What soup tastes good? How come?
Corn egg drop soup

Ingredients: 1 or 2 eggs, 1 corn, fresh and tender, threshed and cooked in a pot.

Practice: Cook the corn in boiling water first, put a little salt, then put a little, otherwise it will dilute the sweetness of the corn. Beat the eggs into a bowl and mix well. Add a little cooking wine to remove the fishy smell of eggs. Stir well. When the corn floats, pour the eggs into the clear water corn, stir a few times and pour a little oil on it. Turn off the fire at once, corn and eggs will get old if cooked for a long time.
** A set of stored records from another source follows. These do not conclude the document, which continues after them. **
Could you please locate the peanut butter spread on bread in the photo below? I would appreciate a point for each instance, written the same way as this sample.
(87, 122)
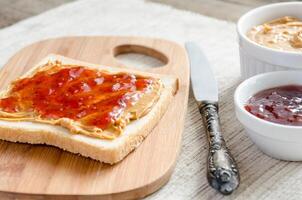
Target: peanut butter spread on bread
(86, 101)
(284, 34)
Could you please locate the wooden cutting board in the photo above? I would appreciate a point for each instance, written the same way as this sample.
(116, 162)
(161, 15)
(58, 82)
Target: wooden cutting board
(40, 171)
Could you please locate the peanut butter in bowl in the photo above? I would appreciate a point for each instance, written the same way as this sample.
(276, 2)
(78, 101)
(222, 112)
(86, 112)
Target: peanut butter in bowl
(283, 34)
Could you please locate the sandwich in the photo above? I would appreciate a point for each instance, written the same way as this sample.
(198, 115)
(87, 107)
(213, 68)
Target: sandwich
(96, 111)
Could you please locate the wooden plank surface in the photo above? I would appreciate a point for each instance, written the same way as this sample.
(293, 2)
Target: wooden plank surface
(40, 169)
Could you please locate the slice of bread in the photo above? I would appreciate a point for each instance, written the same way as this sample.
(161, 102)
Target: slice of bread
(104, 150)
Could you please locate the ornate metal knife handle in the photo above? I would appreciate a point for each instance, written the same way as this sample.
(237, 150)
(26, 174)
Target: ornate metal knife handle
(222, 172)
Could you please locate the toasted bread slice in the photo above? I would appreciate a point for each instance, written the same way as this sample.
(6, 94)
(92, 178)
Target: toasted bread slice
(104, 150)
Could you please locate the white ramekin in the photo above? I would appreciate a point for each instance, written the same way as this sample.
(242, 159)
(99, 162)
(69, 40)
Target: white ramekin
(279, 141)
(256, 59)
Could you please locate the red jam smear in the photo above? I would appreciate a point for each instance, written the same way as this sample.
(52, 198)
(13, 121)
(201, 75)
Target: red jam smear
(92, 97)
(282, 105)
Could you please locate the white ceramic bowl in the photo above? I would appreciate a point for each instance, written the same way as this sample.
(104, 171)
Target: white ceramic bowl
(279, 141)
(256, 59)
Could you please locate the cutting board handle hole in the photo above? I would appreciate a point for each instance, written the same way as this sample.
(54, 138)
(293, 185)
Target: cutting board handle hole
(139, 56)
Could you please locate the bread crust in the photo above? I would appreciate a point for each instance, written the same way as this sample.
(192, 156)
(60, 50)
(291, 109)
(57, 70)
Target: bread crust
(107, 151)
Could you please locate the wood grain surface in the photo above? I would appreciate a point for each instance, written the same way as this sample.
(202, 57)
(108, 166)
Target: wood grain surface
(44, 171)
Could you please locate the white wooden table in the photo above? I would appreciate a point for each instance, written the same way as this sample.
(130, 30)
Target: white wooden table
(261, 176)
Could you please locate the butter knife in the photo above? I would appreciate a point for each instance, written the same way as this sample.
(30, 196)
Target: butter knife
(222, 171)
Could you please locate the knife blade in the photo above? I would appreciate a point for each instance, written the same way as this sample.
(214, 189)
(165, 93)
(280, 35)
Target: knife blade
(222, 171)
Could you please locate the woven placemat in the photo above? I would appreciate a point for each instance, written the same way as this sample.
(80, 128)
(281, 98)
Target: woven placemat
(261, 176)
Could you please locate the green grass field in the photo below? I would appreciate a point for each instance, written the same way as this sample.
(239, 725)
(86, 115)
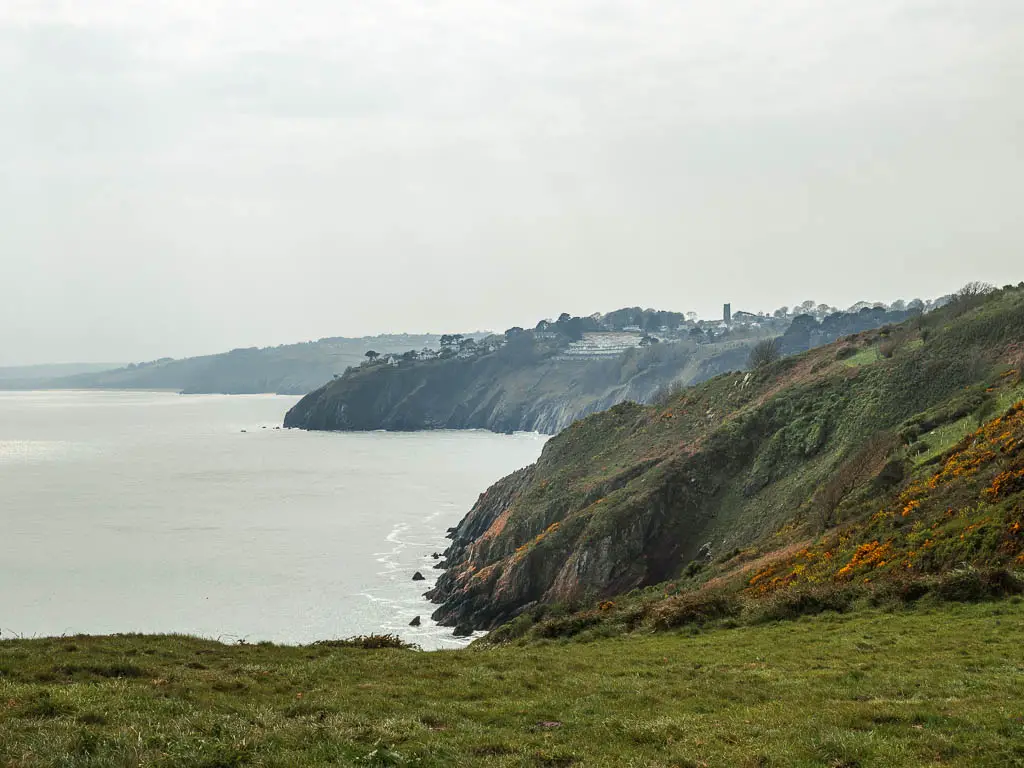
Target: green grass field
(940, 685)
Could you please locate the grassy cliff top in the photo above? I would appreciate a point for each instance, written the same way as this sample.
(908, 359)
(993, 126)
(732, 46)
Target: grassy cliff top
(935, 686)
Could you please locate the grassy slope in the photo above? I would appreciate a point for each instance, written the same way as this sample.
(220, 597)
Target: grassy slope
(627, 497)
(937, 686)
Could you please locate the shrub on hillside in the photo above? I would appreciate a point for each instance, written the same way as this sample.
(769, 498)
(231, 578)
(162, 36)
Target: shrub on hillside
(764, 352)
(793, 603)
(889, 346)
(969, 585)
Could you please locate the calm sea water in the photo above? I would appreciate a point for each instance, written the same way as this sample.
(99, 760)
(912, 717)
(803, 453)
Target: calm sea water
(155, 512)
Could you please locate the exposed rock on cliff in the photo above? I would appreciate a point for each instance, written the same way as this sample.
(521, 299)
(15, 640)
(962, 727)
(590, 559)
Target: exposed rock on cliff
(631, 496)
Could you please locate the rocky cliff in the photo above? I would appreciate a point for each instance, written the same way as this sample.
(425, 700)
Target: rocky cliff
(631, 496)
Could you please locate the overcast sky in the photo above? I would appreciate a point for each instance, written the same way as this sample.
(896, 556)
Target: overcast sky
(186, 177)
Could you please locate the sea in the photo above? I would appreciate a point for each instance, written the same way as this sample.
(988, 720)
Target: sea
(157, 512)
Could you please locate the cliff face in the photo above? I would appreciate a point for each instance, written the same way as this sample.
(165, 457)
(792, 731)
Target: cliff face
(628, 497)
(505, 391)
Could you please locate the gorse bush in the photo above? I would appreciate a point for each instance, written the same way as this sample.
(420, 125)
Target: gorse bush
(764, 353)
(694, 608)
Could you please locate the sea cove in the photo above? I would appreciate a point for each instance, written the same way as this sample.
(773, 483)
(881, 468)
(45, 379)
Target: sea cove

It would be better if there is a little chopped green onion, and it is best to put some coriander to match the color.

Clam egg soup

Ingredients: 2 eggs, 250g clams, 25g water-sprouted bamboo shoots, and appropriate amounts of cooking wine, salt and monosodium glutamate.

Method:

1, put water in the pot to boil, add clams to boil, take out clams, gut them, wash them, clarify the water in the pot and pour them out for later use.
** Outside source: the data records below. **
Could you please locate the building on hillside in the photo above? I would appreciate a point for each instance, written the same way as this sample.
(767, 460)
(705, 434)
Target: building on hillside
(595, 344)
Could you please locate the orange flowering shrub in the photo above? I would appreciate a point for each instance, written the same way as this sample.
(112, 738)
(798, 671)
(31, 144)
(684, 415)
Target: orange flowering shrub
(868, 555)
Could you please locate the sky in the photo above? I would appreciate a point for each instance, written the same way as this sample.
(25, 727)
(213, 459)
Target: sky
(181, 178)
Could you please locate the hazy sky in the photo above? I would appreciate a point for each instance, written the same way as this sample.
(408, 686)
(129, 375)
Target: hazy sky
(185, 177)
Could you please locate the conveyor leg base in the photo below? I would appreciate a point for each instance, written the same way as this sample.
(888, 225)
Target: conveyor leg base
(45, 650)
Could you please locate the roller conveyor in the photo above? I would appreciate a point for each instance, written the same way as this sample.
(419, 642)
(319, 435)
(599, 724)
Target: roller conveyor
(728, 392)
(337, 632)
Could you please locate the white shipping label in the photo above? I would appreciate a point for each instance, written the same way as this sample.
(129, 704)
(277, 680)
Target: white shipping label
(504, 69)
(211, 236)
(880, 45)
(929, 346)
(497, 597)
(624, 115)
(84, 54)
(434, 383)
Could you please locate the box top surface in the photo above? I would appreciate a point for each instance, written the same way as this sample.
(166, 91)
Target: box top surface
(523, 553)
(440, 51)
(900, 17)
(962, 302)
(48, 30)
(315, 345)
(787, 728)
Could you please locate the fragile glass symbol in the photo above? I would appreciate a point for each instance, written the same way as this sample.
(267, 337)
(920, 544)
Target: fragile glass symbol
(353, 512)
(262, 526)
2, clam water into the pot, add bamboo shoots, salt, cooking wine, boil, add clam meat. Pour in the egg mixture and season with monosodium glutamate.

Radish and egg soup

Ingredients: egg100g, white radish 200g. Seasoning: sesame oil 10g, salt 3g, monosodium glutamate 1g, vegetable oil 15g, garlic 5g, onion 5g and starch 5g.

Exercise:

1, radish washed and shredded; Chop onions;

2. Chop garlic and cut into pieces;

3. Pour vegetable oil into the wok, stir-fry garlic with 70% heat, stir-fry shredded radish slightly, add water and boil for 5 minutes, then pour in egg liquid;

4. Season and thicken, drizzle with sesame oil and sprinkle with chopped green onion.